6. It regulates body temperature

Water is stored in the middle layers of the skin. It will comes to the skin’s surface as sweat when the body heats up. As it evaporates, it cools the body.

Scientists have suggested that when there is too little water in the body, heat storage increases in our body and the individual is less able to tolerate heat strain.

Having a lot of water in the body may reduce physical strain in the body if heat stress occurs during exercise.

7, The digestive system depends on it

The bowel needs some water to work properly. Dehydration can lead to digestive problems, constipation, and overly acidic stomach. This increases the risk of heart burn and stomach ulcers in our body.

8. It flushes body waste

Water is needed in the process of sweating and removal of urine and feces.

9. It helps maintain blood pressure

A lack of water will cause blood to become thicker, increasing blood pressure.

10. The airways need it

When dehydrated, airways are restricted by the body in effort to minimize the amount of water loss. This can make diseases like asthma and allergies worse.

11. It makes minerals and nutrients accessible

These dissolve in water, which makes to reach different parts of the body.

12. It prevents kidney damage

The kidney regulates fluid in our body. Insufficient water can lead to kidney stones problems.

13. It boosts performance during exercise

Dehydration during exercise Share on Pinter

Scientists have proposed that consuming more water might enhance performance during some strenuous activity.

More research is needed to confirm this, but a review found that dehydration reduces performance in activities lasting longer than 30 minutes.

14. Weight loss

Water may also help with losing weight, if it is consumed instead of sweetened juices and sodas. Preloading with water before eating meals can helps to prevent our stomach from overeating.

15. It reduces the chance of a hangover

When partying, unsweetened soda water with ice and lemon alternated with alcoholic drinks can helps to prevent over consumption of alcohol.

Facts

Here are some facts about water:

  • Babies and children have a higher percentage of water compared to adults.

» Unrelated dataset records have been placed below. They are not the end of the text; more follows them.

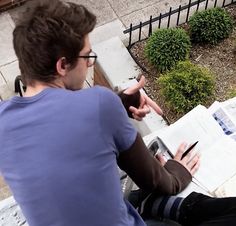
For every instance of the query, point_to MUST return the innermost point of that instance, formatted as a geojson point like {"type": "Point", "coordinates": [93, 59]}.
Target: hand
{"type": "Point", "coordinates": [145, 103]}
{"type": "Point", "coordinates": [161, 159]}
{"type": "Point", "coordinates": [191, 163]}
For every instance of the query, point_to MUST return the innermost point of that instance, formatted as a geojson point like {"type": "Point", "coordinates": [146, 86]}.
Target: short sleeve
{"type": "Point", "coordinates": [115, 121]}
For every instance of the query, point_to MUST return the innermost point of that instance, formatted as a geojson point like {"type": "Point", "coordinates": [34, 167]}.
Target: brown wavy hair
{"type": "Point", "coordinates": [47, 31]}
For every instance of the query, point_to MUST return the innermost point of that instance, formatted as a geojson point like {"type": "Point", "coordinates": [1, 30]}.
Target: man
{"type": "Point", "coordinates": [60, 144]}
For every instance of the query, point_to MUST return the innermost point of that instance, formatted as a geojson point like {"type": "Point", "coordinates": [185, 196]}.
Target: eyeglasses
{"type": "Point", "coordinates": [91, 58]}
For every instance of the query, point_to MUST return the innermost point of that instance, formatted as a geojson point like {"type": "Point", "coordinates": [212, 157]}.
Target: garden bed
{"type": "Point", "coordinates": [220, 59]}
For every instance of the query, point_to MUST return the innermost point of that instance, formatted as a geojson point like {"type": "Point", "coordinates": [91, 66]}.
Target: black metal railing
{"type": "Point", "coordinates": [169, 15]}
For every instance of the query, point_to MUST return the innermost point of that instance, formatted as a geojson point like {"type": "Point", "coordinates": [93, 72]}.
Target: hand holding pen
{"type": "Point", "coordinates": [183, 156]}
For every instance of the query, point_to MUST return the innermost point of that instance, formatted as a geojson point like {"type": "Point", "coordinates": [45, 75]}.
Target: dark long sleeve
{"type": "Point", "coordinates": [147, 172]}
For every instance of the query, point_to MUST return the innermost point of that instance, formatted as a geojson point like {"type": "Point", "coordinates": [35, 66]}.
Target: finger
{"type": "Point", "coordinates": [180, 151]}
{"type": "Point", "coordinates": [153, 105]}
{"type": "Point", "coordinates": [140, 112]}
{"type": "Point", "coordinates": [136, 87]}
{"type": "Point", "coordinates": [161, 159]}
{"type": "Point", "coordinates": [142, 101]}
{"type": "Point", "coordinates": [137, 117]}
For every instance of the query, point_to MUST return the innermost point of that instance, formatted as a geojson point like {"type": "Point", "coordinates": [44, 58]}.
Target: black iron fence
{"type": "Point", "coordinates": [177, 12]}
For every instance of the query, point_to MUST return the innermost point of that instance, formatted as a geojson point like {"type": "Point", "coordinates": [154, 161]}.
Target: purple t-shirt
{"type": "Point", "coordinates": [58, 154]}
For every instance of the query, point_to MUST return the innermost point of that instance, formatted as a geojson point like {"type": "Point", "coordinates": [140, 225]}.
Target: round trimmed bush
{"type": "Point", "coordinates": [166, 47]}
{"type": "Point", "coordinates": [210, 26]}
{"type": "Point", "coordinates": [231, 93]}
{"type": "Point", "coordinates": [187, 86]}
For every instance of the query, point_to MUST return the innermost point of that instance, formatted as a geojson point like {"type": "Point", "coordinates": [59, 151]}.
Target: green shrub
{"type": "Point", "coordinates": [165, 47]}
{"type": "Point", "coordinates": [186, 86]}
{"type": "Point", "coordinates": [231, 93]}
{"type": "Point", "coordinates": [210, 26]}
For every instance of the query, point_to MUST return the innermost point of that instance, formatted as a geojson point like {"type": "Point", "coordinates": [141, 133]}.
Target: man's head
{"type": "Point", "coordinates": [48, 40]}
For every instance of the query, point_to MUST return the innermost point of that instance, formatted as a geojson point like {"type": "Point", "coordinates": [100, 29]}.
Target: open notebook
{"type": "Point", "coordinates": [217, 150]}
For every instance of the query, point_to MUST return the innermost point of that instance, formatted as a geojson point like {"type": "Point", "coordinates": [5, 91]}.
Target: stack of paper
{"type": "Point", "coordinates": [215, 131]}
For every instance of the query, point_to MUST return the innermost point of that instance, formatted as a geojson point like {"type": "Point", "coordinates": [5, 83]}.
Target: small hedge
{"type": "Point", "coordinates": [166, 47]}
{"type": "Point", "coordinates": [231, 93]}
{"type": "Point", "coordinates": [210, 26]}
{"type": "Point", "coordinates": [186, 86]}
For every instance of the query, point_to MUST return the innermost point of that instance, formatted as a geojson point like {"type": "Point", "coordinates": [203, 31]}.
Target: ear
{"type": "Point", "coordinates": [62, 66]}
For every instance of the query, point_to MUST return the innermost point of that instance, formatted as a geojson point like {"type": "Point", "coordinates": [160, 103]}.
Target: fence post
{"type": "Point", "coordinates": [198, 2]}
{"type": "Point", "coordinates": [150, 27]}
{"type": "Point", "coordinates": [130, 35]}
{"type": "Point", "coordinates": [140, 30]}
{"type": "Point", "coordinates": [168, 24]}
{"type": "Point", "coordinates": [206, 5]}
{"type": "Point", "coordinates": [159, 25]}
{"type": "Point", "coordinates": [177, 23]}
{"type": "Point", "coordinates": [189, 4]}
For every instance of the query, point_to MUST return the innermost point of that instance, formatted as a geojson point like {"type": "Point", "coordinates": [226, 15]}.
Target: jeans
{"type": "Point", "coordinates": [161, 223]}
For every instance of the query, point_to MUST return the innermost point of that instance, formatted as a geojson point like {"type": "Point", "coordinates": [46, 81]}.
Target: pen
{"type": "Point", "coordinates": [189, 149]}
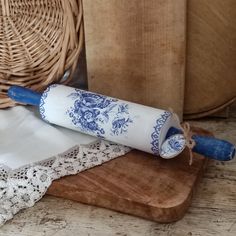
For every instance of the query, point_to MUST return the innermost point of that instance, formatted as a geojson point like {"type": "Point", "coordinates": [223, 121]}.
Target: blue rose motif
{"type": "Point", "coordinates": [90, 111]}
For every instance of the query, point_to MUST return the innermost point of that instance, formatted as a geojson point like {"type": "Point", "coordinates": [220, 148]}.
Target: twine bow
{"type": "Point", "coordinates": [187, 133]}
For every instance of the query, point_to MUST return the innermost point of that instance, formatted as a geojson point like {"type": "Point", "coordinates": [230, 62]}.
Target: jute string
{"type": "Point", "coordinates": [188, 134]}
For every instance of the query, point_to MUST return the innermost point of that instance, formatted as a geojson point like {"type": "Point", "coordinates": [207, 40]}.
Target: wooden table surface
{"type": "Point", "coordinates": [213, 210]}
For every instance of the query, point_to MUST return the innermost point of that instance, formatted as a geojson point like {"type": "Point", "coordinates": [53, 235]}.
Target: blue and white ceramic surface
{"type": "Point", "coordinates": [172, 146]}
{"type": "Point", "coordinates": [123, 122]}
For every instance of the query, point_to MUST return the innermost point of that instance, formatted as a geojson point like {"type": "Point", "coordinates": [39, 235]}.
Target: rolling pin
{"type": "Point", "coordinates": [141, 127]}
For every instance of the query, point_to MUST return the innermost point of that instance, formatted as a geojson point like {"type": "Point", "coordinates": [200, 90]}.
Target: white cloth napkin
{"type": "Point", "coordinates": [26, 139]}
{"type": "Point", "coordinates": [34, 153]}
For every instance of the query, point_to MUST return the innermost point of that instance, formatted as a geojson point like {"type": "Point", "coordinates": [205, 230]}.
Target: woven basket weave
{"type": "Point", "coordinates": [39, 41]}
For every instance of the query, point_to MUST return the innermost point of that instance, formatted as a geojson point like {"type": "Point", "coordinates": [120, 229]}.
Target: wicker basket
{"type": "Point", "coordinates": [39, 41]}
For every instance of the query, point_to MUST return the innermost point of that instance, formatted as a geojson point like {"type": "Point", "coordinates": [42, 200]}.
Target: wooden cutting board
{"type": "Point", "coordinates": [137, 184]}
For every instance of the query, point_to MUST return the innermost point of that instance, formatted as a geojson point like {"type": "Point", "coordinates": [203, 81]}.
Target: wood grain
{"type": "Point", "coordinates": [136, 50]}
{"type": "Point", "coordinates": [211, 213]}
{"type": "Point", "coordinates": [137, 184]}
{"type": "Point", "coordinates": [211, 56]}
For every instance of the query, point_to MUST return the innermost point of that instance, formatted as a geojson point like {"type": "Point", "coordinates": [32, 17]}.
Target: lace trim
{"type": "Point", "coordinates": [22, 188]}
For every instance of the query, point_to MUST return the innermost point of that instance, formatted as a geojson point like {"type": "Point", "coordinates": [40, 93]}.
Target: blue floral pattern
{"type": "Point", "coordinates": [42, 101]}
{"type": "Point", "coordinates": [91, 111]}
{"type": "Point", "coordinates": [156, 133]}
{"type": "Point", "coordinates": [121, 121]}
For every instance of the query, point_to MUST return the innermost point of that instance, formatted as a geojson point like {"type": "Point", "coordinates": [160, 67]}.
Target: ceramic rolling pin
{"type": "Point", "coordinates": [141, 127]}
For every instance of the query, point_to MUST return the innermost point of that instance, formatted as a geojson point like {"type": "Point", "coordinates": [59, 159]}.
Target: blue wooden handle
{"type": "Point", "coordinates": [24, 95]}
{"type": "Point", "coordinates": [210, 147]}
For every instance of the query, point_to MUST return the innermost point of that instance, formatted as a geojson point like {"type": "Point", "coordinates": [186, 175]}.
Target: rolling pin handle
{"type": "Point", "coordinates": [24, 95]}
{"type": "Point", "coordinates": [210, 147]}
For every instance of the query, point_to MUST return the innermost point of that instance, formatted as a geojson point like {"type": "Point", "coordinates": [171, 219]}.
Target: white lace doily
{"type": "Point", "coordinates": [23, 187]}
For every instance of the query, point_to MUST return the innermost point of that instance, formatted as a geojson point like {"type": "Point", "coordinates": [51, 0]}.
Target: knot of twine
{"type": "Point", "coordinates": [188, 134]}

When babies are new born, they are about 78 percent water, but this falls to 65 percent by the age of 1 year.
  • Fatty tissue has less water than some lean tissue.
  • Men have more water when compared to women, as a percentage.

Do we drink enough water?

A research carried out by the Centers for Disease Control and Prevention (CDC) in 2013 analyzed data from the National Cancer Institute’s 2007 Food Attitudes and Behaviors Survey.

Out of a sample of 3,398 adults, the researchers found:

  • 7 percent of adults reported no consumption of daily drinking water
  • 36 percent of adults reported drinking 1-3 cups of daily drinking water
  • 35 percent of adults reported drinking 4-7 cups of daily drinking water
  • 22 percent of adults reported drinking 8 cups of water or more in a day

People were more likely to drink less than 4 cups of drinking water everyday if they consumed 1 cup or less of fruits or vegetables a day.

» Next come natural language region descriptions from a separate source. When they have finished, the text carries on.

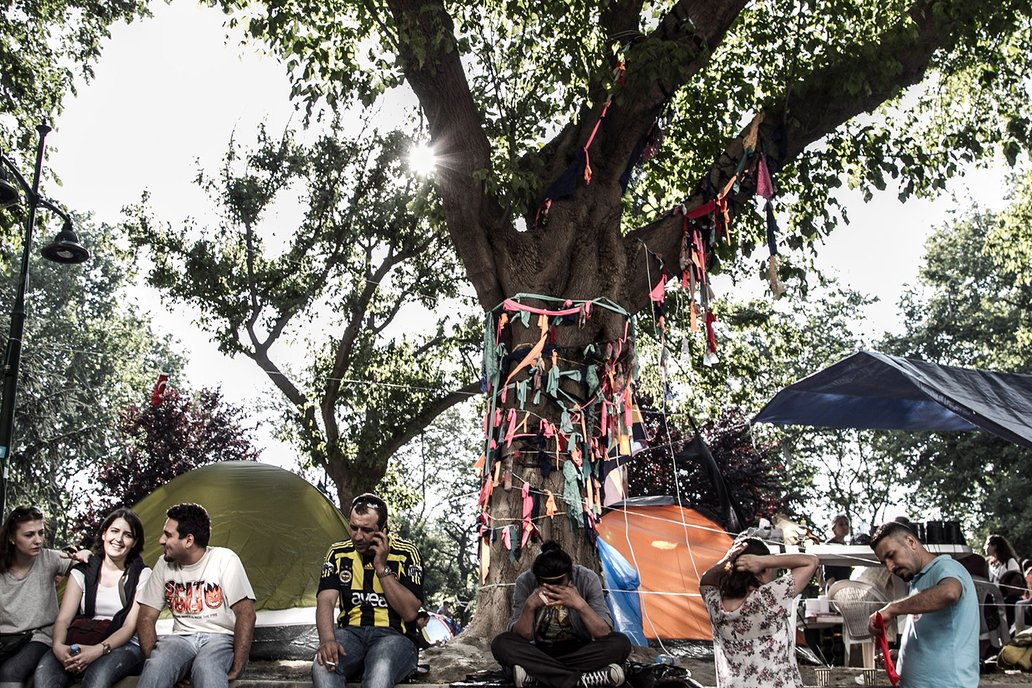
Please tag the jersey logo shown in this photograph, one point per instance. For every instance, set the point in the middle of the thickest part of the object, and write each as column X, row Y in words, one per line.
column 369, row 598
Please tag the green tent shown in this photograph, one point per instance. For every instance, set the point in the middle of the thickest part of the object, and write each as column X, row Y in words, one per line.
column 278, row 523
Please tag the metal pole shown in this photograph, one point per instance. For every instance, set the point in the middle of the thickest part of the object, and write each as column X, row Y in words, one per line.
column 12, row 359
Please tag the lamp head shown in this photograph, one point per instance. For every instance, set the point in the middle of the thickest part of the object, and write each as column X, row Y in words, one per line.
column 8, row 192
column 65, row 248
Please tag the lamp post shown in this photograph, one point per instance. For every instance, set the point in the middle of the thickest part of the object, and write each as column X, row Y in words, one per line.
column 64, row 250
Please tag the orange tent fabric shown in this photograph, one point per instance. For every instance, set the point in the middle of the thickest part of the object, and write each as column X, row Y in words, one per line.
column 671, row 547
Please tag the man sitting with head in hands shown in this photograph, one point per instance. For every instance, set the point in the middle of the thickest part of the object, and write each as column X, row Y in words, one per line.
column 560, row 633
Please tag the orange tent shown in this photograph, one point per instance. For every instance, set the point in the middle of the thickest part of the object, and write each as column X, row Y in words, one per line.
column 671, row 547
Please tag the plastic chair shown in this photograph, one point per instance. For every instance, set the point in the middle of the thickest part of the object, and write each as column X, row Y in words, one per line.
column 857, row 601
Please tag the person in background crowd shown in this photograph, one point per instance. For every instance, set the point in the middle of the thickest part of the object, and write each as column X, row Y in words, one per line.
column 101, row 592
column 1013, row 588
column 750, row 612
column 28, row 598
column 840, row 531
column 1000, row 556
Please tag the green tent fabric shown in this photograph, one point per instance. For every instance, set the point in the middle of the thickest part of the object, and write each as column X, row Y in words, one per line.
column 278, row 523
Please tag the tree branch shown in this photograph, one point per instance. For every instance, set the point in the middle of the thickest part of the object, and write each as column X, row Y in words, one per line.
column 419, row 422
column 815, row 107
column 436, row 73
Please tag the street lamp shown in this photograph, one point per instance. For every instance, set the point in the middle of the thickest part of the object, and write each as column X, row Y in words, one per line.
column 65, row 249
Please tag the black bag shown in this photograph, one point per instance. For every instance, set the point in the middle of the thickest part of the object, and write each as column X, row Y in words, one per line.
column 87, row 631
column 10, row 644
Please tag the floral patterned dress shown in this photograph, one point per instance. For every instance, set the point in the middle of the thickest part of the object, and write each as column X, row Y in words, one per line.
column 751, row 645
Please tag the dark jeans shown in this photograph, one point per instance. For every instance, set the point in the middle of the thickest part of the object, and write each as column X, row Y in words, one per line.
column 17, row 669
column 559, row 666
column 108, row 669
column 382, row 656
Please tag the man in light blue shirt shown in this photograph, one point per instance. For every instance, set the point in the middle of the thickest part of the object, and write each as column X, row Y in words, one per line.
column 940, row 642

The research only measured the intake of drinking water. Fluid can be gained from some other beverages, but water is best because it is calorie-free, caffeine-free, and alcohol-free.

Seven percent of respondents reported drinking no water daily at all, and those who drank a very low volume of water also consumed less fruit and vegetables. This suggests that a some number of people are risking their health by not getting enough fluid properly.

Even if the respondents reporting a very low levels of water intake were obtaining enough fluid, it is likely that they would be obtaining it from other sources that could potentially compromise their health in other ways.